Nous les vivants, un peu coupables d’être là, pleurant ceux qui sont partis pour nous, ou à notre place, parce qu’on n’était pas, nous, au mauvais endroit au mauvais moment.
Aujourd’hui, après le 7 octobre 2023, Yom haZikaron est encore plus encombré. Le ciel est plus prégnant que jamais, au point qu’on se demande comment il tient.
Je pense à ces chambres froides qu’on a dû soudain improviser après le 7 octobre, pour mettre des milliers de sacs de cadavres soudain apparus sur la surface de la terre, et qu’il fallait bien stocker avant le parfois très long travail d’identification des corps suppliciés qui contrariait le principe juif de l’enterrement.
Je pense aussi à ces hangars décrits par l’écrivaine Han Kang, où les jeunes étudiants coréens, après la révolte de 1980, stockaient les corps de leurs jeunes amis massacrés, l’espace immense à la coupole de tôle qui soudain ne suffisait plus à contenir l’afflux imprévu des morts.
Oh comme le ciel est plein aujourd’hui !
Presque trop plein, depuis que le 7 octobre est venu d’un coup exploser les chiffres des familles en deuil. Comme il est frais le deuil, sans cesse renouvelé, avec de nouveaux locataires du ciel qui viennent d’arriver fraîchement du Liban Sud.
Et puis, je dois me souvenir. Le ciel est infini.
« Dieu » est un nom de code pour ein sof, le « sans‐fin », l’un des termes par lesquels on appelle la Source de Vie dans le judaïsme.
Si nos épreuves paraissent parfois sans fin, si la douleur du deuil paraît parfois sans fin, il y a quelque chose de plus vaste que cela, quelque chose d’infini, qui peut contenir toutes les peines, tous les cœurs brisés.

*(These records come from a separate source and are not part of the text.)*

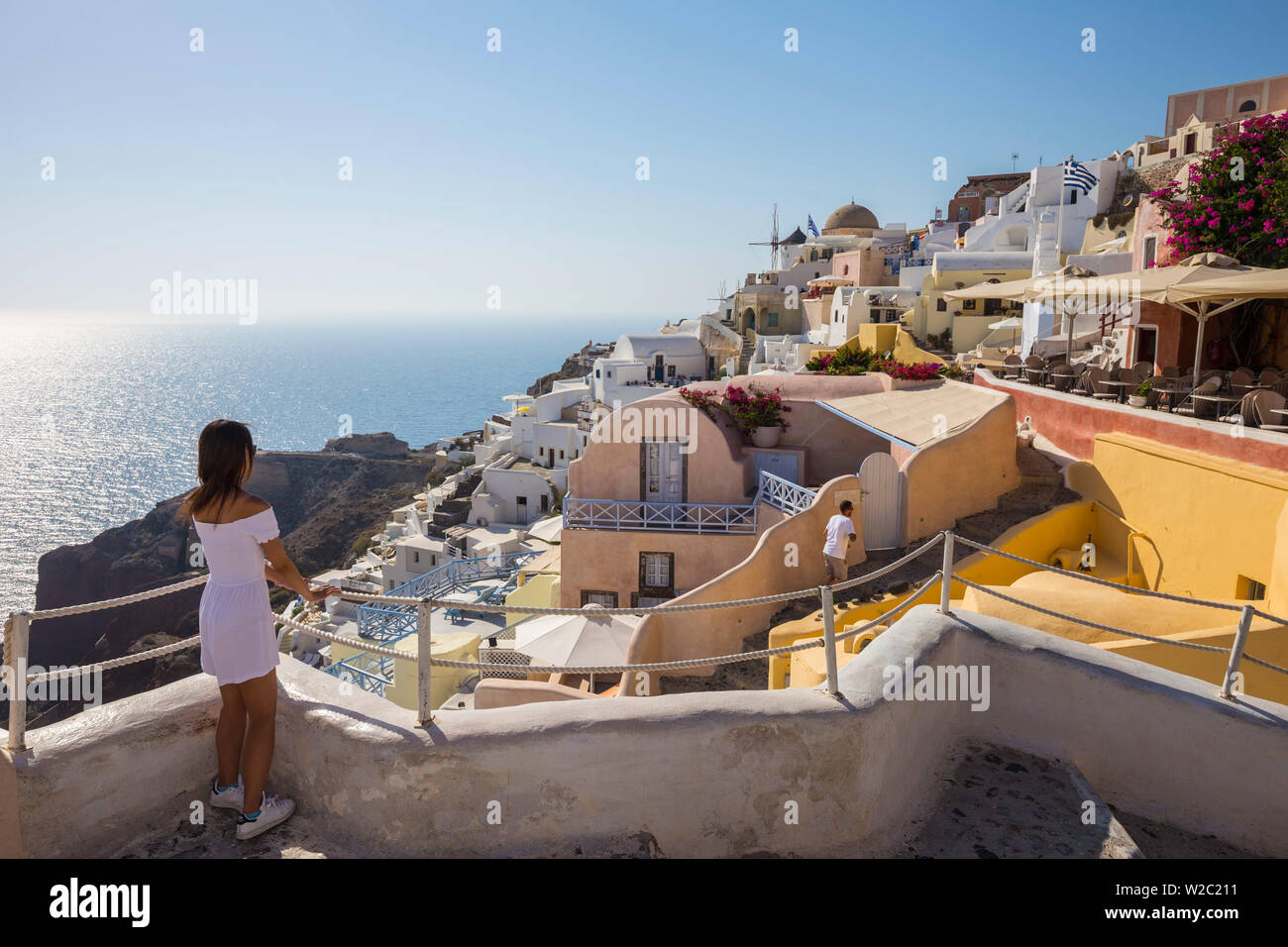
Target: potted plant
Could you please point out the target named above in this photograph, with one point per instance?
(755, 412)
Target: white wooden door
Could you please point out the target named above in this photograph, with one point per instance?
(785, 466)
(664, 475)
(879, 478)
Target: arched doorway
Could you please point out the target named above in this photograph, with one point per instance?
(879, 478)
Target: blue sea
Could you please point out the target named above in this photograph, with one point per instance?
(99, 418)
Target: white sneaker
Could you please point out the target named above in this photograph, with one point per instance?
(271, 812)
(231, 797)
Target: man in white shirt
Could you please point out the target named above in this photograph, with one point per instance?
(840, 535)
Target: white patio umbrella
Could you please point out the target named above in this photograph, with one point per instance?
(578, 639)
(548, 530)
(1012, 322)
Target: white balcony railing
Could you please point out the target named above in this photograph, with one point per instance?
(677, 517)
(785, 495)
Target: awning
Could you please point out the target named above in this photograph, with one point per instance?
(914, 416)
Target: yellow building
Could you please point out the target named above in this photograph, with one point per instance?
(1158, 517)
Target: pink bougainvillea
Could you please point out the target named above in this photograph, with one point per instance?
(1239, 189)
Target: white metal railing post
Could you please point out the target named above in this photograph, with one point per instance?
(17, 647)
(1240, 642)
(424, 706)
(828, 639)
(945, 582)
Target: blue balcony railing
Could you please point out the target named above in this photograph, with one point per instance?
(386, 622)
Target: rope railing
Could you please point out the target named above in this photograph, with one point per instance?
(17, 626)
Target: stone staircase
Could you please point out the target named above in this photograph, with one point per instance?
(748, 350)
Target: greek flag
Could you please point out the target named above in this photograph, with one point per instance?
(1078, 175)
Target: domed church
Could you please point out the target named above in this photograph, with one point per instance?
(850, 221)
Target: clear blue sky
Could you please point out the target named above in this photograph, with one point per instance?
(516, 169)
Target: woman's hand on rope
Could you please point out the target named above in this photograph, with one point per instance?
(316, 592)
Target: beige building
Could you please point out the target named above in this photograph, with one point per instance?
(1194, 119)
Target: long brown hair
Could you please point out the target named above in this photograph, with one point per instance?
(222, 453)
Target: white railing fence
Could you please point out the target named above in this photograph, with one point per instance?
(17, 637)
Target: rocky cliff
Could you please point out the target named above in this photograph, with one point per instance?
(323, 501)
(572, 368)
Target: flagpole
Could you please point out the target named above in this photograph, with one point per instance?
(1059, 241)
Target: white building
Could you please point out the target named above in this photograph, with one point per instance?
(857, 305)
(666, 356)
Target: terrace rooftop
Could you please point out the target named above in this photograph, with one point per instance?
(698, 775)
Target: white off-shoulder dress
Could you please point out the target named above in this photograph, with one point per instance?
(237, 641)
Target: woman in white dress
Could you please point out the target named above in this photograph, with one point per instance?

De même que l’océan accueille chaque goutte d’eau à la maison, tous nos pleurs, aujourd’hui, peuvent revenir à la source.
Le Rabbi de Piaseczno appelle les pleurs le mikveh de l’âme : la source d’eau vive, naturelle, qui purifie, qui reconnecte à la vie.
C’est bien cela pleurer, c’est laisser couler l’eau de nos peines pour mieux se laver l’âme ; alors que l’on pleure ceux qu’Elle a repris, c’est l’eau-même de la larme qui nous rapproche, nous les vivants, de la vie.
Dans le judaïsme, le souvenir est quelque chose d’actif. Il tend vers la vie.
Lorsqu’on se souvient de nos morts à Yom haZikaron, lorsqu’on prend le temps de pleurer, c’est pour mieux se rapprocher de la vie. Celle qui nous unit tous, par‐delà les corps et le temps, celle qui transcende nos existences particulières.
Si les pleurs purifient, cela veut dire qu’ils ont vocation plus qu’à consoler : il sont appelés à être fertiles.
Leur souvenir est aussi le rappel de notre devoir à nous, qui sommes vivants, d’honorer, chargés de la confiance de leur mémoire, la vie.